Background: High-dose interleukin (IL)-2 is an effective agent for the treatment of metastatic malignant melanoma and renal cell carcinoma. This study evaluated the outcomes of patients receiving two commonly used intravenous IL-2 schedules that have never been directly compared.
Methods: Forty-seven metastatic malignant melanoma and renal cell carcinoma patients were identified from a prospective database who underwent high-dose IL-2 therapy (720,000 or 600,000 IU/kg) during 1999 to 2003. Disease-specific survival (DSS) was calculated by the Kaplan-Meier method with the log-rank test on an intention-to-treat basis. Multivariate Cox regression analysis of prognostic variables associated with outcome was performed. Factors associated with initial response and prevention of disease progression were determined.
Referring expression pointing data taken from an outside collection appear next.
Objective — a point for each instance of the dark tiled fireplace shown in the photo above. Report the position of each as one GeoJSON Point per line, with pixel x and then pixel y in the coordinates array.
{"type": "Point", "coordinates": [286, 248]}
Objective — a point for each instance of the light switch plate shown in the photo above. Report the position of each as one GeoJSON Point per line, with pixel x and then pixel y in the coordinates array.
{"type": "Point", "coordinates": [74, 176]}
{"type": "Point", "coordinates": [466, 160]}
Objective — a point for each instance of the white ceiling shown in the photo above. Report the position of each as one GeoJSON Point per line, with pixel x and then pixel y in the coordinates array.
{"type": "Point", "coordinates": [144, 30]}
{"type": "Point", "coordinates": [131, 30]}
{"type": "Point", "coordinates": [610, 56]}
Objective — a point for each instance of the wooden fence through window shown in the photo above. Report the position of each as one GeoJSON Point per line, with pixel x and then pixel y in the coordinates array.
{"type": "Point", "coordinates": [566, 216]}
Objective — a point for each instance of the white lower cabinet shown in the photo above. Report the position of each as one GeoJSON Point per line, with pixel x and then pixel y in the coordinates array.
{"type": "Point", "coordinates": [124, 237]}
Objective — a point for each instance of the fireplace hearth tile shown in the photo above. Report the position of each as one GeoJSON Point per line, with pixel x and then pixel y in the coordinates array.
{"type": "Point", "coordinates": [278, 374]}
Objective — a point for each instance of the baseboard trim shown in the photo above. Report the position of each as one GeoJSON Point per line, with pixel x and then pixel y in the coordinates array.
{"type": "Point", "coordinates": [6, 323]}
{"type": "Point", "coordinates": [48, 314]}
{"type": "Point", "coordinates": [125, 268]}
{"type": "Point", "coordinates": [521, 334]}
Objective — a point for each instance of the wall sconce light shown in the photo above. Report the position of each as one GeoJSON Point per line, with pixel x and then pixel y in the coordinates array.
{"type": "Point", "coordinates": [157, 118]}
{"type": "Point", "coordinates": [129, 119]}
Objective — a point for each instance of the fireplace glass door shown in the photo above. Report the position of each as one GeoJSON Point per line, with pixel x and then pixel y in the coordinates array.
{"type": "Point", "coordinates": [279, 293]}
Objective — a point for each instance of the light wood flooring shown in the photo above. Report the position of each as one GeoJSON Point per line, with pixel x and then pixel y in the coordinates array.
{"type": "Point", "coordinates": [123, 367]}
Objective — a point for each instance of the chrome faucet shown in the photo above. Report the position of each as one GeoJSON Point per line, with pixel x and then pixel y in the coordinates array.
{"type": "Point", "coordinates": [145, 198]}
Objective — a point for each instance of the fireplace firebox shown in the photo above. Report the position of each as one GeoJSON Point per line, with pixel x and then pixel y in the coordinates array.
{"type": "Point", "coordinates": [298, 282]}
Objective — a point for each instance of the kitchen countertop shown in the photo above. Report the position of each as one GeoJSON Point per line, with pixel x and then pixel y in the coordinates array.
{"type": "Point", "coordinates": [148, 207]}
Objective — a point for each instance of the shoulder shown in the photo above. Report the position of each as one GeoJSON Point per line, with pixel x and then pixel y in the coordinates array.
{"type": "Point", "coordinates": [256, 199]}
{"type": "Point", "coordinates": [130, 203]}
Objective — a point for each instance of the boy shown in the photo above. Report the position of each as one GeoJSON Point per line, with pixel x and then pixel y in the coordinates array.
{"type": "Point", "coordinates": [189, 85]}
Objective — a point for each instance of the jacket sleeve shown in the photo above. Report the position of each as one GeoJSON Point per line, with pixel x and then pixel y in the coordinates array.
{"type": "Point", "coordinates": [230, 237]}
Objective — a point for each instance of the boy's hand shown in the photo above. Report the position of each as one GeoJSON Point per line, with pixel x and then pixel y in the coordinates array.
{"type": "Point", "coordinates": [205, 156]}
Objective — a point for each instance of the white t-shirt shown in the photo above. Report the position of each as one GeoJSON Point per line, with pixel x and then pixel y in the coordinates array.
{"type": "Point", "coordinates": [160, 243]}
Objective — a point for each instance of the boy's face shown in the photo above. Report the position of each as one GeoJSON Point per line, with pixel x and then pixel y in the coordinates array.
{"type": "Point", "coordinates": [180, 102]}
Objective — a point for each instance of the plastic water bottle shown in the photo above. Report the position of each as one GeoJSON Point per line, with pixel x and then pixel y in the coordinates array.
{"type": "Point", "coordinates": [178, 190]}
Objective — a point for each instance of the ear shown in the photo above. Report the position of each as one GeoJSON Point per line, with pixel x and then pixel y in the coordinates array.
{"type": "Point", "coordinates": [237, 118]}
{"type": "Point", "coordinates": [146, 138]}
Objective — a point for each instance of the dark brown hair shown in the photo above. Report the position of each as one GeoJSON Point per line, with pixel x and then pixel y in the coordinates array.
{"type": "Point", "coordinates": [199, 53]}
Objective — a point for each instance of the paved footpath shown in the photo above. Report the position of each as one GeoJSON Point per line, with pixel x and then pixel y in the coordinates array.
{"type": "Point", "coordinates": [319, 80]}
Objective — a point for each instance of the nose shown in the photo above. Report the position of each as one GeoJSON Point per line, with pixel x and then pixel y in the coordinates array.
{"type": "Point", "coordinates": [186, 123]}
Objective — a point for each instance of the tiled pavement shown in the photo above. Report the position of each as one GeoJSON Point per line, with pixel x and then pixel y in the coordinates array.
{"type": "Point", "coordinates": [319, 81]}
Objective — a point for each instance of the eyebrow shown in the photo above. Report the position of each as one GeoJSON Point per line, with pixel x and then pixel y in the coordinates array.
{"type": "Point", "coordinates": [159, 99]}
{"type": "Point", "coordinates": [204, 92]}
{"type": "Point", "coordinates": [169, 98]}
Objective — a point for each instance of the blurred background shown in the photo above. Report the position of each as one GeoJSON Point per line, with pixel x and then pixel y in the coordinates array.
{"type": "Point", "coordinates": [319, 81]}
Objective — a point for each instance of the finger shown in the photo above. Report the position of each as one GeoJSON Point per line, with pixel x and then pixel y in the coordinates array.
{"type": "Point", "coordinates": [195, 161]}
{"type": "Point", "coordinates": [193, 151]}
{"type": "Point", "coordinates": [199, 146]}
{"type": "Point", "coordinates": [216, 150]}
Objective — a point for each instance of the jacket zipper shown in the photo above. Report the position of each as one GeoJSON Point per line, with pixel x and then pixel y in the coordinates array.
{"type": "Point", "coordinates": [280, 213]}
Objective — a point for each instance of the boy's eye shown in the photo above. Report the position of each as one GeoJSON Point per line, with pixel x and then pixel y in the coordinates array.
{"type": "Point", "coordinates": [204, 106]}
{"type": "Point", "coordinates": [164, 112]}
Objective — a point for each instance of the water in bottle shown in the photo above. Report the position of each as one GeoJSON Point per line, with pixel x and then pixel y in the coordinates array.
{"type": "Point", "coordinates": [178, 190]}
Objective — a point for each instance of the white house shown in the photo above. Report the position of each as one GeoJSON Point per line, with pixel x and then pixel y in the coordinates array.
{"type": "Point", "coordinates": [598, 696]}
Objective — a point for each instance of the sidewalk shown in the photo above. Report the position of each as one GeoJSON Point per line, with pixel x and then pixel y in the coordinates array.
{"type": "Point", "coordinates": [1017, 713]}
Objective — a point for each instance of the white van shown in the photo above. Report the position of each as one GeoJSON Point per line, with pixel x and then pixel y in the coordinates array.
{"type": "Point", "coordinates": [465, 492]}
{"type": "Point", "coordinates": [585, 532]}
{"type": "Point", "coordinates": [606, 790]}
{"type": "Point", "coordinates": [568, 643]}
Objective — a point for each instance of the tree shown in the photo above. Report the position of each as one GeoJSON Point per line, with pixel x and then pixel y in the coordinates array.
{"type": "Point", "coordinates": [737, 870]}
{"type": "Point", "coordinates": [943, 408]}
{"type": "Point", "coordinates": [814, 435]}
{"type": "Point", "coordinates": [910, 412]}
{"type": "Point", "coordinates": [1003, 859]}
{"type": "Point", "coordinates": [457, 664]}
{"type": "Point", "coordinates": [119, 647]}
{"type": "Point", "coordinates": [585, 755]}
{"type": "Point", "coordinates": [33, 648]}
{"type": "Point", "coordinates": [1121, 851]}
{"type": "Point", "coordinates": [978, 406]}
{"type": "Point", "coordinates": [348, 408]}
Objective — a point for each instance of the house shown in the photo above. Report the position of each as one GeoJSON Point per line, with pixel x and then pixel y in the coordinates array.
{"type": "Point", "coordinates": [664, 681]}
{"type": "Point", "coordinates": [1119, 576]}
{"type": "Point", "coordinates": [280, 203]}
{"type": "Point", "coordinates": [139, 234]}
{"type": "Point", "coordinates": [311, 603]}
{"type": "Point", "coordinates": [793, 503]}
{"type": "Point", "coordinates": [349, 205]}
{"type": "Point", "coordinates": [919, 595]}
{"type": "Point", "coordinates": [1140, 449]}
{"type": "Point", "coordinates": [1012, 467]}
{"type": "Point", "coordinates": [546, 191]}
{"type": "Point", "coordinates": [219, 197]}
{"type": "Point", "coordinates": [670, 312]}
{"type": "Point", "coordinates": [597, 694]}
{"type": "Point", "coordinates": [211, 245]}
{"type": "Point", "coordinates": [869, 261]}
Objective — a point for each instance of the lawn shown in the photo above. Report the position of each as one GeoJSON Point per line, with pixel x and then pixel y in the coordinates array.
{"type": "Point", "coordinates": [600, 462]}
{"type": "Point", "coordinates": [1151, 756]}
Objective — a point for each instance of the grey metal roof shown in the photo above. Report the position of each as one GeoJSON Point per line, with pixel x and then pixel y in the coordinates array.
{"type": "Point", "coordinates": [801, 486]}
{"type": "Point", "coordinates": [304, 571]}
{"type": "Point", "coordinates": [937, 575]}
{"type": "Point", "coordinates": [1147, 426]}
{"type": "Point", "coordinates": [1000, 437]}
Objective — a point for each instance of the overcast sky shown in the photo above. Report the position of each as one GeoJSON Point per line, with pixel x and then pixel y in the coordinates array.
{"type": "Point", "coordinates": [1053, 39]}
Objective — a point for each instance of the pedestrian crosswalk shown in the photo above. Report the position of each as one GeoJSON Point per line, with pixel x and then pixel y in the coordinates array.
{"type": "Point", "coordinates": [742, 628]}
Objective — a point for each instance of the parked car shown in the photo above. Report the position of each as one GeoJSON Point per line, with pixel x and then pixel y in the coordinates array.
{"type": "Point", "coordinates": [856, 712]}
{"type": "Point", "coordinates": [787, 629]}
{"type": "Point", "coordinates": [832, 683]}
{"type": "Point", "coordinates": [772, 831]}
Results: Objective response (5 partial and 5 mixed) or disease stabilization was noted in 9 (20%) and 10 (22%), respectively, of 46 assessable patients after 1 course of therapy. Four patients (22%) achieved disease-free status after the third course of IL-2 (n = 1) or surgical resection of confined metastatic disease (n = 3). At 19.1 months' median follow-up, factors associated with improved DSS included an initial clinical response to IL-2 therapy (P < .001) and a higher administered dose (P = .04). Patients who received 720,000 IU/kg were more likely to experience an initial major objective response (P = .03) and disease stabilization (P = 0.03) independent of the tumor treated. Objective response early in the course of therapy was the only independent predictor of tumor-related mortality (P = .004).
Conclusions: The initial clinical response to IL-2 therapy is an independent predictor of improved outcome associated with DSS and the 720,000 IU/kg dose. These results support further prospective trials with increased IL-2 dose schedules in a larger cohort of patients.